Why aren’t I having fun?!
The premise of Tango Fiesta is stellar – a twin-stick shooter parodying 80’s action flicks, complete with cheesy dialogue, big explosions and a gratuitous number of Wilhelm screams. While hitting all of these aesthetic marks with considerable aplomb, it falls well short gameplay-wise, leaving an experience that’s nowhere near as fun as it should be.
We play as muscle-bound action hero John Strong, a man with a vengeance against Hollywood who is reciting old tales from when he did some things, and went to some places and blah blah blah who cares more guns and grenades please. Suffice to say, this is a game that is every bit as interested in cohesive plot as your standard Steven Seagal flick. You can also choose to play as a different character, but all that seems to change is the in-game sprite – the narration will remain focused on John.
The 80’s action theme is done consistently, and is done well. From the cheesy, one-liner driven dialogue and bombastic over-the-top soundtrack, to the more subtle inclusions like the level select screen being VHS’s and a cathode ray TV showing a level preview. Unfortunately, the game doesn’t live up to this potential.
One of the issues I had from the outset was the aiming system which, instead of being a free 360 degree rotation like in most twin-stick shooters, only works in eight directions. On both the recommended gamepad and the mouse, this led to imprecise and frustrating shooting. The guns also don’t have anywhere near the, for want of a better word, oomph you’d like to see from a twin-stick shooter. The devastation and carnage implied by the theme, and touted in the dialogue, just aren’t reflected in the gameplay.

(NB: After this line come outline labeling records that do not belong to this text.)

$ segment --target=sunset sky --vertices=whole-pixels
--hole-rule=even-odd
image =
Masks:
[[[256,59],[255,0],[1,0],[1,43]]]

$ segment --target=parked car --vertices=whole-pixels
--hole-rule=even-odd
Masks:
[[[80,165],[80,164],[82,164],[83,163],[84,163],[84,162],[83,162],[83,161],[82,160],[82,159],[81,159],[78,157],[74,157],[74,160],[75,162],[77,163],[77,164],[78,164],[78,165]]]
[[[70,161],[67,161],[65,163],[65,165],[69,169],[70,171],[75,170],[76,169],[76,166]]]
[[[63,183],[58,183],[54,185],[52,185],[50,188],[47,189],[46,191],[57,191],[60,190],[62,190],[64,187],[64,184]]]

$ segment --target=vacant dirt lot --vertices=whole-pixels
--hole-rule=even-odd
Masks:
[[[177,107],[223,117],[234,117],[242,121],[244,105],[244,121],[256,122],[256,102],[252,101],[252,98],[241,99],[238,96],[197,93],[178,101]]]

Each level is procedurally generated, meaning it’s different on each attempt, which is advertised as a key feature by the developer. In my honest opinion, the game suffers greatly from this decision. Each level consists of two or three ‘objectives’, which usually entail either blowing up a building or blowing up a helicopter. Having each level procedurally generated means that these objectives can be placed anywhere relative to one another, meaning a level can be really bloody difficult on one go if the objectives are on far sides of the map, and then a cakewalk on the next when the buildings and choppers are side by side. (This is somewhat alleviated by helicopters flying away after a few hits but, as I’ll get to later, this has issues all of its own.) This means that there isn’t so much a difficulty curve as a difficulty sine wave.

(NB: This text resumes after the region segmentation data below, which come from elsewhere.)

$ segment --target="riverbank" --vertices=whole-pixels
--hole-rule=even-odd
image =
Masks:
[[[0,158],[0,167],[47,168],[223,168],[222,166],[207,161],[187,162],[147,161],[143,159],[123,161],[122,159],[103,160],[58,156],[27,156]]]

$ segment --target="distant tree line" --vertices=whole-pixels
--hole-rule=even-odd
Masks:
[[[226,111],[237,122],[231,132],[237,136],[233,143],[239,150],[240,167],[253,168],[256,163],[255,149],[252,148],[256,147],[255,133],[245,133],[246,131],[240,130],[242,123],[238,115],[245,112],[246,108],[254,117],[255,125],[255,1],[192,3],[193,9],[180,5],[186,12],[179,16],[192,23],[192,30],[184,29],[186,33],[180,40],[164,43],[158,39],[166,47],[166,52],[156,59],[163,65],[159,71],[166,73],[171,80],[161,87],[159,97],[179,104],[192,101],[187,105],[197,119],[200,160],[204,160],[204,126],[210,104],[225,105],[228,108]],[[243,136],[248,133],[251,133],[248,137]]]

This randomization of level design means that enemies are also spawned in randomly, and constantly, until the objectives are taken care of. Usually, aside from farming them for health pickups, there’s absolutely no reason to do anything other than avoid enemies for dear life while you find the next objective. In a game where you’re playing the actual 80’s definition of badassery, it’s not great when you end up avoiding conflict. When you do complete all objectives, it’s sometimes the end of the level, but sometimes there’s a mode called ‘let off some steam’, where even more enemies spawn and you have to kill a certain number before completing the level, or you go back to the beginning. Mowing through enemies should be a fun thing to do, but here it’s a bothersome chore.

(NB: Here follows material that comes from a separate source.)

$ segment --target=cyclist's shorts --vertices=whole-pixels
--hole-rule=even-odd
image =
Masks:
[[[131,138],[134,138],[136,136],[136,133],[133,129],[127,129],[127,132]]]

Quite apart from all of this, Tango Fiesta is also fairly buggy, with a few examples of levels that were rendered impossible to complete in my playthrough. In the first island-based level, a helicopter decided to fly to the edge of the island, and then fly a bit further away from the island, and then completely leave the observable world. All that was left was an arrow pointing me to the top left of my monitor, as the helicopter had now retreated to the ultimate safe haven – outside of its own perceived reality. John Strong stood where ocean meets land, pondering the futility of life and ultimately accepting an untimely death. Later, a boss merged into the wall and couldn’t be killed despite being brought down to zero HP. At times I wondered if John Strong wasn’t actually an action movie star, but rather a bit part player in some weird independent arthouse film. You know, those films about inconceivable helicopters and wall-resident immortal beings.
There are a number of smaller gripes too. Bosses drop coins, but the level will immediately end as soon as you kill them leaving you no opportunity to collect the loot. While there is a shop to purchase new guns, you’re limited to two held weapons with no upgrade system. There is no control over reloading, it will simply occur when you run out of ammo.
[Edit: I’ve since been told that you can in fact reload with B on a gamepad, R on the keyboard. I hereby hold my hands up and accept that mistake on my part. I repeat: You are able to reload.]
It’s a crying shame because this is a game that had the potential to be a riotous romp. Thematically, the action pastiche elements are solid and it’s clear the game is a passion project. Lingering around Tango Fiesta, though, is the sense that it could’ve done with a few more months in early access. What we’ve ended up with is a fantastic idea that’s let down by sub-par gameplay.